Anyone have experience turning the 350 into a decent bio-filter (short of buying the bio-wheel version)?


----------



## JWerner2 (Jul 7, 2008)

Do a search. =D>

One on the topic of the Magnum 350.


----------



## zoyvig (Oct 27, 2006)

I fill all of my Magnum 350 canisters and 250 HOT filters with Seachem "MATRIX". I have reused the foam and filter sleeves over and over for years. About half of these filters are with a Bio-Wheel attachment. Most of my aquariums also have a 350B HOB with just polyester floss. If I need carbon I use it in the 350B HOB.

All of my Marineland filters are older; but very quiet! I read a lot of complaints about their noise on the Forum, but all of mine are extremely quiet. As a matter of fact I am in the process of cleaning them for storage to keep them to use after we move.


----------



## JWerner2 (Jul 7, 2008)

Unless you have a trickle filter/sump most of the Bio is in the tank anyways. Filters in general move to fast to be that great of a bio tool.

I have had some tanks with no bio media in my cans, just floss and they never crashed or spiked.


----------



## MPC (Jan 18, 2008)

JWerner2 said:


> On each hose at the quick disconnect locks are to white valves.
> 
> Are we talking about the same filter? I never had one flood out of a tank, I wouldn't imagine they could.
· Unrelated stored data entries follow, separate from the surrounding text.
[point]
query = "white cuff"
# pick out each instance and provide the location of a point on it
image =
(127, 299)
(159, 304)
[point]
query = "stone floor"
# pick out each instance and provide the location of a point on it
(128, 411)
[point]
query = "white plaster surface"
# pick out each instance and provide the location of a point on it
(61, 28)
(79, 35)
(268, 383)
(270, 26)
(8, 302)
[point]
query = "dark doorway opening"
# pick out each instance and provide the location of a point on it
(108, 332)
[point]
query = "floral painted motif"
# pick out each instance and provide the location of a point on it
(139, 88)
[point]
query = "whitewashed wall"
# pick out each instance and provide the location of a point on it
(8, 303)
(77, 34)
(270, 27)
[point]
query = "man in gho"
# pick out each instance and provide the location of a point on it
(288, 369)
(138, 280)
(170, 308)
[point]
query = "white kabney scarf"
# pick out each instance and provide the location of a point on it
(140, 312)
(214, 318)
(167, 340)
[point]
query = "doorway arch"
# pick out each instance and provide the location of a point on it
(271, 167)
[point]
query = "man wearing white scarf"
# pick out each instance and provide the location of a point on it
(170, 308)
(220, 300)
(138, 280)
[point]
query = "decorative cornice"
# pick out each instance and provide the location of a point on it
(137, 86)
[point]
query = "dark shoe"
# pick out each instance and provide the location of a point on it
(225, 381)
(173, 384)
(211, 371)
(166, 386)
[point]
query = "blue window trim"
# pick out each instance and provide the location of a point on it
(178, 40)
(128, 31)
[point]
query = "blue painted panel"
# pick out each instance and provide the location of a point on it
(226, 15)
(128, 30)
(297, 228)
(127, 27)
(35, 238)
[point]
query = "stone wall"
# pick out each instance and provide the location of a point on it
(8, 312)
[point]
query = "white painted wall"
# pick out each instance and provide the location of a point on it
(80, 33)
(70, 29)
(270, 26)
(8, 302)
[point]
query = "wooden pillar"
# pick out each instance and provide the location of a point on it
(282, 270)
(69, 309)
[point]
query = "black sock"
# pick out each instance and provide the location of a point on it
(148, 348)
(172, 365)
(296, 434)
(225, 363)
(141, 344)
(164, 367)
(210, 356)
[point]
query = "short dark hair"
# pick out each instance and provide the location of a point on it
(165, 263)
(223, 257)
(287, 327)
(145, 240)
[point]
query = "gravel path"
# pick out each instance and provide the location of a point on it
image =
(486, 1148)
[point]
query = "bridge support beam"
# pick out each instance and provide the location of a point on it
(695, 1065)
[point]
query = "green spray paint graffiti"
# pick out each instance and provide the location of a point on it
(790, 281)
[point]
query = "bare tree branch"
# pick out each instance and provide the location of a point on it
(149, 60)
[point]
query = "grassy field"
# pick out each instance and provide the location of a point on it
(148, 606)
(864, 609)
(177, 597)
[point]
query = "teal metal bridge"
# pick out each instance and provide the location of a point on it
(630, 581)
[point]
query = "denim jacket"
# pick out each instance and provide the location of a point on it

Nope! My bad, got the 350 mixed up with the C360 which I have.


----------



## JWerner2 (Jul 7, 2008)

I still dont see how it could flood.

Its all contained.


----------



## ka2zesmi786 (Feb 14, 2009)

i had a problem with my magnum 350. the clamps and the attachment to the hoses suck. they never attach correct and leak. so what i did is that i bought hose clamps from an automotive store and screwed those on along with the plastic screw on attachment. now its perfect. :thumb: so overall i like my filter very much.


----------



## JWerner2 (Jul 7, 2008)

Yours sucked. Ours dont 

I never had a problem or heard of one.


----------



## gtsum (Feb 25, 2008)

I have had 2 C360's on my 75G and they have worked well the last year until recently...one of them starting spitting air, and leaking like a sieve. I do not trust them anymore, and the leaky one is sitting in the garage. They are not "silent" either...Eheim for me from here on out...I am a firm believer in you get what you pay for, and the C360's seem to have some issues developing leaks after 6-12 months


----------



## Riceburner (Sep 3, 2008)

I have an older version of the Magnum 350 I think. I scrapped the filter tube(cloggs up too quickly) and stacked filter sponge, crushed coral and scrubbies. Seems to be working better.


----------



## shoebag22 (Oct 14, 2007)

I had an issue with a 360 and customer service was awesome. definitely a marineland customer from now on.


----------